Como lógicamente se comprenderá, permítanme una palabra breve y directa para los seminaristas.  Seminaristas, el Seminario es casa en el sentido más amplio, y a la vez, más profundo. En primer lugar, es casa para encontrarse con el Señor que nos permite crecer en la experiencia de la fe, según lo describe el profeta Jeremías en la primera lectura. La fe trae consigo ser dichoso y entrar en la bendición del Señor como hemos orado con el salmista: “Dichoso el que confía en el Señor”. El Seminario es casa para discernir y madurar la respuesta al plan de Dios en libertad, responsabilidad y recta intención.  

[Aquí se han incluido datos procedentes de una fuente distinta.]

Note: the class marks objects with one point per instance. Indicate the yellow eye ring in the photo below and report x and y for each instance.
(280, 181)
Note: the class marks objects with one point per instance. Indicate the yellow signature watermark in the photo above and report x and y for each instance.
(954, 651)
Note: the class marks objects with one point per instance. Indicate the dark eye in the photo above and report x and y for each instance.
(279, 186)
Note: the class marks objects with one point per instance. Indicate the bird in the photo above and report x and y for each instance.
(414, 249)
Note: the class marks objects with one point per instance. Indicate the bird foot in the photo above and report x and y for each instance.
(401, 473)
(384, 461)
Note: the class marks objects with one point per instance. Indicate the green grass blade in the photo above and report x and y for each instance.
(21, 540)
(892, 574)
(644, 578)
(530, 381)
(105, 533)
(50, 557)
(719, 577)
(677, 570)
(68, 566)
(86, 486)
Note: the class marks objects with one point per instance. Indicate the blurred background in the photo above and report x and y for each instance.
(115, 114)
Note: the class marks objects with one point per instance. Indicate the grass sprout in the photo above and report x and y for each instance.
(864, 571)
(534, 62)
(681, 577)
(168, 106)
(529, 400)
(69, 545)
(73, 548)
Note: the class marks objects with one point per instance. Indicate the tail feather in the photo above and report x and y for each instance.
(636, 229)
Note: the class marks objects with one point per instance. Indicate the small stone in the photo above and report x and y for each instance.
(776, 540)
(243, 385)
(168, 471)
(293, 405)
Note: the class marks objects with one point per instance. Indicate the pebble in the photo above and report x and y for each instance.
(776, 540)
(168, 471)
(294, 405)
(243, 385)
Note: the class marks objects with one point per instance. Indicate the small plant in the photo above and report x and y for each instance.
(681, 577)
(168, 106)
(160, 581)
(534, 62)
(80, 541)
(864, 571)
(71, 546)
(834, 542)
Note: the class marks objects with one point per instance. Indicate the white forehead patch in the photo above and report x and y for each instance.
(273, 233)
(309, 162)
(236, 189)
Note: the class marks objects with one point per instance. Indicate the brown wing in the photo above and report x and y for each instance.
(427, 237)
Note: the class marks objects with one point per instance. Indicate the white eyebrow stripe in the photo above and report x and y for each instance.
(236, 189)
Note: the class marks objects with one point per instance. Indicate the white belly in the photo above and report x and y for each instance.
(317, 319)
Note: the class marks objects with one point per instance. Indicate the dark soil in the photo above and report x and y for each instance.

En segundo lugar, el Seminario es casa porque nos permite un espacio interior apropiado de relación con el Señor y los hermanos, en el doble binomio oración-fraternidad y estudio-servicio pastoral. Es un espacio para cultivar valores y profundizar en lo que muy bien describe San Pablo en la segunda lectura: “Cristo resucitó”. El Seminario es para dejarse encontrar con Jesucristo resucitado y seguirle. El tiempo del Seminario es un periodo de gracia y crecimiento en la amistad con el Señor y los hermanos. Se crece en el Seminario como personas y como creyentes, como discípulos y como futuros pastores. 

Quiero hacer mías las sabias palabras del Papa emérito Benedicto XVI, cuando, con motivo del Año Sacerdotal, escribía a los seminaristas del mundo lo siguiente: “El Seminario es una comunidad en camino hacia el servicio sacerdotal. Con esto, ya he dicho algo muy importante: no se llega a ser sacerdote solo. Hace falta la “comunidad de discípulos”, el grupo de los que quieren servir a la Iglesia de todos” (Carta 18-10-2010). Este proyecto, queridos seminaristas, es el que ponemos hoy en las manos del Señor y que el mismo Buen Pastor nos lo confía a todos. Es lo que pedimos confiadamente en esta Eucaristía al Señor que se nos da como alimento, y lo hacemos por intercesión de la Santísima Virgen María, Nuestra Señora de los Ángeles, y de San José. Provechoso y fecundo año formativo para ustedes, los estimados Padres formadores, profesores, administrativos y todos quienes dan lo mejor de sí para la formación sacerdotal en nuestro querido Seminario Nacional. Amén.